Friday, June 8, 2012

Article: TV News, Nov 12 1977

Here's another article about the Saga from a midwestern TV Guide clone entitled TV News. The two page spread doesn't offer much in the way of new info, but what the heck- this is the Godfather Museum after all, and we thrive on meaningless trivia!

Keep clicking the pics to get to full size. Depending on your browser settings, you may have to right click and hit "View Image" and go from there. 

The first thing you notice about the cover is that it's not drawn (painted?) very well. One thing about all of these regional TV weeklies is that they never seem to have a very good cover artist. Why didn't they just run a still from the film instead? Reminds me of all those Monster Mags from the 60's and 70's who couldn't afford to hire Basil Gogos, so they would commission art from high school students and pay them a few cents for the rights. The better mags just stuck with color stills.

As far as I know, TV Week was only distributed throughout Indiana and Illinois. Its cover price was .25, a whole nickel cheaper than TV Guide.

I've never seen that classification before- "Mostly re-run." Despite The Saga being an all-new project, and Godfather I comprising less than half of the running time, it's mostly re-run. I guess this sounds better than saying "partially comprised of a film that was shown in a different format a couple of years ago."

I threw this back cover in just for fun. I've always had a fascination with the address labels on old magazines. Who was this person? Is Willis L. Draper still alive?

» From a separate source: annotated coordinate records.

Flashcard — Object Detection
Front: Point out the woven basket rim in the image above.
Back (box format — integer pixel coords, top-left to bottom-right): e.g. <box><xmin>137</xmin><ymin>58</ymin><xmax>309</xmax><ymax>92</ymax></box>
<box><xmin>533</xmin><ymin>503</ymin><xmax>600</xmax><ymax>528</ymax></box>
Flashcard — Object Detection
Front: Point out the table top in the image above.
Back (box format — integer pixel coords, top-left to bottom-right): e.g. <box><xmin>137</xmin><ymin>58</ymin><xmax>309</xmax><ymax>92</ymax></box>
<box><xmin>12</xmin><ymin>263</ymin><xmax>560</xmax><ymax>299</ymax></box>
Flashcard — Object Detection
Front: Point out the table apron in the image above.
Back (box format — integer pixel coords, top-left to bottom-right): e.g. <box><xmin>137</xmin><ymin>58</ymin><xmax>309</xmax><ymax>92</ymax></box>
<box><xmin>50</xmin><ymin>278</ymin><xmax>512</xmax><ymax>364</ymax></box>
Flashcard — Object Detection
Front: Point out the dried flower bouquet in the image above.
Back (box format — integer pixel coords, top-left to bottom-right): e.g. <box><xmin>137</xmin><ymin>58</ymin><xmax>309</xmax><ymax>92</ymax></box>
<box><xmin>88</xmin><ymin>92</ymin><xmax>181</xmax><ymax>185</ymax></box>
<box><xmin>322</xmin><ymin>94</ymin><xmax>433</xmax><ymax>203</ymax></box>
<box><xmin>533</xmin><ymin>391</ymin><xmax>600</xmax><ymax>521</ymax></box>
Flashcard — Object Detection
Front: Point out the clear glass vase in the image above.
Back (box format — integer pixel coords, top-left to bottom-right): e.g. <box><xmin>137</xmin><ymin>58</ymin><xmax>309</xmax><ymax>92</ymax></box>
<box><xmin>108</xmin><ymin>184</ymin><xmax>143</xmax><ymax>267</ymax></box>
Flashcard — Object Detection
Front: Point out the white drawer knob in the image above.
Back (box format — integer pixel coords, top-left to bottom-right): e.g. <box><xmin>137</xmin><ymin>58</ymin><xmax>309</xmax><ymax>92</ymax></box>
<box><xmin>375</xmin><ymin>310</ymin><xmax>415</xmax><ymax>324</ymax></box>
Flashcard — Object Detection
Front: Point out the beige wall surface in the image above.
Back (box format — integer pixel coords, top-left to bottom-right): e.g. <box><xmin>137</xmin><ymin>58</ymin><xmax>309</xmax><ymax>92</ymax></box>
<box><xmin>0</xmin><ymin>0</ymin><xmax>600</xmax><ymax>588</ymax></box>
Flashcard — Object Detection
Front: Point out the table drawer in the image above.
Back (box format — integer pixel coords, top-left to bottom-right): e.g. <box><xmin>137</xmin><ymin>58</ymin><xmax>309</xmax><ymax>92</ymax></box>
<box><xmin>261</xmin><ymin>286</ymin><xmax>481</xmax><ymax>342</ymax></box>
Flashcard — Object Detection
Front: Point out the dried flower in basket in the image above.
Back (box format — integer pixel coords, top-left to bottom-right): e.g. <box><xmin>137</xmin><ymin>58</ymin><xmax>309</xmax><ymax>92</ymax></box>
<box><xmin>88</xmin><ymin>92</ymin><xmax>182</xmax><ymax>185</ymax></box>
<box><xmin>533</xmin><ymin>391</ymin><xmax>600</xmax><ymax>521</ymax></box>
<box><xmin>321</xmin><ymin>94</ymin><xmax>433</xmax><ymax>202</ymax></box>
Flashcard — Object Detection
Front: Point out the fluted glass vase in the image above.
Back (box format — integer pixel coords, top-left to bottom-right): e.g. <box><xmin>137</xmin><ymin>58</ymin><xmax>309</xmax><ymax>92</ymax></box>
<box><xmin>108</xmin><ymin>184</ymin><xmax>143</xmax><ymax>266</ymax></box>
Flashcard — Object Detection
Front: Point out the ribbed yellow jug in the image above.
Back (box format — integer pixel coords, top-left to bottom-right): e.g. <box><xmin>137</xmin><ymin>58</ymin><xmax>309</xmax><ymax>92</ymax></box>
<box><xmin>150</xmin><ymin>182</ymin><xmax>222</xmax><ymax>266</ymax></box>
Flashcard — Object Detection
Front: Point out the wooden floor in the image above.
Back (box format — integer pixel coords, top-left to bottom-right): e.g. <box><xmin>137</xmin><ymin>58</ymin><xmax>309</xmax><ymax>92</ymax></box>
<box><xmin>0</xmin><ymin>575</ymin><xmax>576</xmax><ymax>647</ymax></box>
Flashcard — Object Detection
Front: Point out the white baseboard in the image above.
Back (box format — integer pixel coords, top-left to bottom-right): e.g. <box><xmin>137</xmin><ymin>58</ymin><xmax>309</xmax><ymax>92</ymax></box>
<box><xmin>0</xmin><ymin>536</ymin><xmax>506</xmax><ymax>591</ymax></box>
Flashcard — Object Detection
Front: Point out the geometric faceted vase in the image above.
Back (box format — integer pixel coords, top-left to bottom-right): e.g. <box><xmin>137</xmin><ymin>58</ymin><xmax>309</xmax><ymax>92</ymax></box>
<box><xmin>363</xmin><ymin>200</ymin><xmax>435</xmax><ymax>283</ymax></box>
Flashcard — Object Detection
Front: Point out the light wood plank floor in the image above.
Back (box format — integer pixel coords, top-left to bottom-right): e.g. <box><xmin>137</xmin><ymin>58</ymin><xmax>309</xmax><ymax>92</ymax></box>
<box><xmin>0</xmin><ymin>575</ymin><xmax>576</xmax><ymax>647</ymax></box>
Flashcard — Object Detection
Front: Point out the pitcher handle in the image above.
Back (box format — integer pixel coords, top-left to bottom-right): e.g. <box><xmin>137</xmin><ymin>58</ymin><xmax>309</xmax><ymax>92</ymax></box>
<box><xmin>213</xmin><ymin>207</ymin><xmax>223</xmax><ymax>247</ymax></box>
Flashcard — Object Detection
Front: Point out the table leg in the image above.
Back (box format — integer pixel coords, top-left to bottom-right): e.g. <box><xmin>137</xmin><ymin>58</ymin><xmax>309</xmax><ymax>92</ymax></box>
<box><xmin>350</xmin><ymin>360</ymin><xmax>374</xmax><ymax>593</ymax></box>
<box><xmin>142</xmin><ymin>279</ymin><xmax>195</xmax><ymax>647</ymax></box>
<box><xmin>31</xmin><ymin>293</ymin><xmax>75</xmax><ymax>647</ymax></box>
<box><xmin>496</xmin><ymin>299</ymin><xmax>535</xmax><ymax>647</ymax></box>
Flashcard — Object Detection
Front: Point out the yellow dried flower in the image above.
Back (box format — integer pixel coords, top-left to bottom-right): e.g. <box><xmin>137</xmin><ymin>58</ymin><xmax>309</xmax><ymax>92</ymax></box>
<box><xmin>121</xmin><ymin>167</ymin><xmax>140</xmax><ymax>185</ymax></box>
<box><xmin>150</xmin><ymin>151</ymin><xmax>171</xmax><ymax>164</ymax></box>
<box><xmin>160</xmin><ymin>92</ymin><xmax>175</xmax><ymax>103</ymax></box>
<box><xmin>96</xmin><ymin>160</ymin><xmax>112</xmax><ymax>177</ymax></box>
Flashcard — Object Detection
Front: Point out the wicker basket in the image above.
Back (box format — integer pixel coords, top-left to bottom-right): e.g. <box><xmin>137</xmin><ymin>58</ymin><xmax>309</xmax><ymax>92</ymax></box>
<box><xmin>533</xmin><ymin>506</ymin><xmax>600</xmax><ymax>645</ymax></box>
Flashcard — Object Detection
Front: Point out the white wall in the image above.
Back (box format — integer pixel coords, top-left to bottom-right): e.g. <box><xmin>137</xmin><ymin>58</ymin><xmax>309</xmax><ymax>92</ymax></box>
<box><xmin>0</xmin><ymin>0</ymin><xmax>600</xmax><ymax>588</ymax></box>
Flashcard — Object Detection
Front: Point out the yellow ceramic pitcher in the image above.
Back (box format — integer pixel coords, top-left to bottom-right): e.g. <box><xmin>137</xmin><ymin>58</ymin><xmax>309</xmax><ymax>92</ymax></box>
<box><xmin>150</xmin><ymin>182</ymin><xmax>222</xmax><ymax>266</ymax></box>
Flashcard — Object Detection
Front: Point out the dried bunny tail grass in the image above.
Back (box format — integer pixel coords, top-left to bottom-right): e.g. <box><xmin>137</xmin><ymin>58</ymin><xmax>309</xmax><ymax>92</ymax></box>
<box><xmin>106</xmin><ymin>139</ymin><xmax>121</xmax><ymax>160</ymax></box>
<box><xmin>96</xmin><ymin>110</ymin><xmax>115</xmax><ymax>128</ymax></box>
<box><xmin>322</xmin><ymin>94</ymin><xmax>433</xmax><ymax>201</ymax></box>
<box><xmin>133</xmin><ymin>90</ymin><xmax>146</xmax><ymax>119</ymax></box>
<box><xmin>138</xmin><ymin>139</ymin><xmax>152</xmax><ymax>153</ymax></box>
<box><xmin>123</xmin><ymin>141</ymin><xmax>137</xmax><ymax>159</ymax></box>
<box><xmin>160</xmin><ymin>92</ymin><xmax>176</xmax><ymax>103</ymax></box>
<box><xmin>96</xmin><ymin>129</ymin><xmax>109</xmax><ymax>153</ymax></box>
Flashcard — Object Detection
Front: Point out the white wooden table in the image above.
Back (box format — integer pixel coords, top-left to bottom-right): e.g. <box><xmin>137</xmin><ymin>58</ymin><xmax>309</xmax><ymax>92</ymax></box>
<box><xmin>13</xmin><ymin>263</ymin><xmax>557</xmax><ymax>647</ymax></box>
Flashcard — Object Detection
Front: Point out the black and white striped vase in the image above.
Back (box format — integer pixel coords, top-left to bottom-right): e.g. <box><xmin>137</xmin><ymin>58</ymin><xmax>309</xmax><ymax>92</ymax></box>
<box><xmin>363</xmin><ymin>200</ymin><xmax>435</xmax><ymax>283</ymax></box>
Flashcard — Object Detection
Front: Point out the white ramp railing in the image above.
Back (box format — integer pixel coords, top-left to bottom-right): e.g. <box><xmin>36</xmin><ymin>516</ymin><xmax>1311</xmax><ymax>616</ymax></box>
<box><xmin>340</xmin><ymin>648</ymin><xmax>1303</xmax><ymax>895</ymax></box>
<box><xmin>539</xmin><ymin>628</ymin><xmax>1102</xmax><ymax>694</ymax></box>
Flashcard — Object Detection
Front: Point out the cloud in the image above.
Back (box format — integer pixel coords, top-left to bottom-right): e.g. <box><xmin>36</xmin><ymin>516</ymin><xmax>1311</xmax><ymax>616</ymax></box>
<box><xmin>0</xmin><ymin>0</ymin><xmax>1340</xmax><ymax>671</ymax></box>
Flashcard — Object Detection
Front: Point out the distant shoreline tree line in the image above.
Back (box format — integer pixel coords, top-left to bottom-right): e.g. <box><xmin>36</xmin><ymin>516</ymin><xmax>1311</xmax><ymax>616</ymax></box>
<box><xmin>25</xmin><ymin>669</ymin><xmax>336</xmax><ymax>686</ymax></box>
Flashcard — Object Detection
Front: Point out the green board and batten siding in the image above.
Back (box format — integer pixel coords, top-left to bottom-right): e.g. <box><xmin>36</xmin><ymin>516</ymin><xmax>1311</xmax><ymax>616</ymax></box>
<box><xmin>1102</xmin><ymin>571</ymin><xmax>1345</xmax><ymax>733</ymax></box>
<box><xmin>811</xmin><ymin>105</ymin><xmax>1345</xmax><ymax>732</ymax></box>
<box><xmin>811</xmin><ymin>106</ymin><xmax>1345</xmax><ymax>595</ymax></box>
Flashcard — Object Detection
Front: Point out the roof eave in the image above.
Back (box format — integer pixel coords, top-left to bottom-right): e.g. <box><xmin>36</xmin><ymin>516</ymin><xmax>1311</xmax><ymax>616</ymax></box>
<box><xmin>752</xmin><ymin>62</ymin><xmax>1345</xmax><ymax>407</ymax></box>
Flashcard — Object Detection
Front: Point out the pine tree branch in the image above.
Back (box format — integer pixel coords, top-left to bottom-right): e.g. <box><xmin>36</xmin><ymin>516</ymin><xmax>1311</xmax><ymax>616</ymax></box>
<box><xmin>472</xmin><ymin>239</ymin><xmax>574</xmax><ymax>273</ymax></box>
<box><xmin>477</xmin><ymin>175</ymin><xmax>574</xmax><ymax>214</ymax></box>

How many times did Willis L. Draper read this issue before tossing it in a box in the closet? 35 years later, who found it and put it on Ebay? Oh, and completely off topic- but who would order a toupée from the back of a TV Week? Obviously not Willis L. Draper, since the coupon is still intact.

Now on to the comments. We just had one from last week:

What a great read, thanks very much for scanning and posting it. I wish they were able to show the original NBC Saga in its entirety on AMC. It's a piece of television history.

I'd really love to see all that lost footage from Godfather I and II, I'm sure it was cut for a reason but I'd love to see any extension to the story. Coppola should recover those scenes before it's too late, although I think the chances are about as slim as seeing an official release of the 5-and-a-half hour long cut of Apocalypse Now (which if there's a God in movie heaven we'll get to see in better quality one day).

Any tentative release date for the Complete Epic Trilogy? Your poster says spring 2012 and summer is nearing lol not to rush what I'm sure is a very rigorous project, but just very anxious to see it.

Thanks for writing! We were anticipating a release last month but both of us got caught up in family/work/life routines that have kept us from finalizing anything yet. We're realistically shooting for a late summer release now. We have our fingers crossed!

We too would love to see a complete, better quality Apocalypse Now restoration. I thought about doing an epic cut of that film as well, but the workprint is just so bad that I don't think any amount of restoration would make it sync up with the other footage.

There's so many "holy grails" of lost footage out there from films that I'd love to find. The lost "giant spider" scene from the original King Kong. The workprints from the Evil Dead trilogy. The original five hour rough cut of The Wild Bunch. I've never given up faith that one day, somebody somewhere will turn up some of these missing relics. In my lifetime, I've been able to witness the unearthing of Edison's 1910 Frankenstein adaptation, the (mostly complete) Metropolis, The Bat Whispers, the original version of Shadows, The World's Greatest Sinner-- all of these films that I grew up reading were lost for good eventually turned up. I'm hoping that one day, the same can be said for Francis Ford Coppola's films and fragments.